According to Fitch projections, tighter credit conditions, weakening business investment, and a slowdown in consumption will push the US economy into a mild recession in 4Q23 and 1Q24.
Fitch pointed out that over the next decade, higher interest rates and the rising debt stock will increase the interest service burden. Fitch expects one further hike to 5.5% to 5.75% by September. The rating agency said the resilience of the economy and the labour market are complicating the Fed’s goal of bringing inflation towards its 2% target.
Currently, it is vital to pay attention on the breadth in the US equity markers for signs of market over-extension or capitulation. Very few breadth indicators are flashing danger at the moment, but they are moving in that direction. The percentage of S&P stocks above their 200-day moving average is over 70%, lower than previous market peak of 95%, but it has risen quickly.
The US national average 30-year fixed mortgage rate ended in July where it started before edging near 7% the first week of August.
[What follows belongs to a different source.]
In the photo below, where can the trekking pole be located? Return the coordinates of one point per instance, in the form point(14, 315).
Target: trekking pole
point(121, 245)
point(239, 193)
The median existing-home sales broke through $400,000 for the first time in 2023, hitting $410,200, the second-highest price ever recorded and is now poised to surpass the June 2022 all-time high of $413,800. Despite high mortgage rates, the market remains as competitive as ever thanks to tight inventory supply.
On the other hand, one major hurdle for CRE space is that “more than 50% of the USD 2.9 trillion in commercial mortgages will need to be renegotiated in the next 24 months when new lending rates are likely to be up by 350 to 450 basis points,” Lisa Shalett, chief investment officer for Morgan Stanley Wealth Management, wrote in a note to clients. Shalett expects a “peak-to-trough CRE price decline of as much as 40%, worse than in the Great Financial Crisis.” However, many analysts expect challenges in the CRE space but noted that they are manageable and do not represent a systemic risk to the US economy.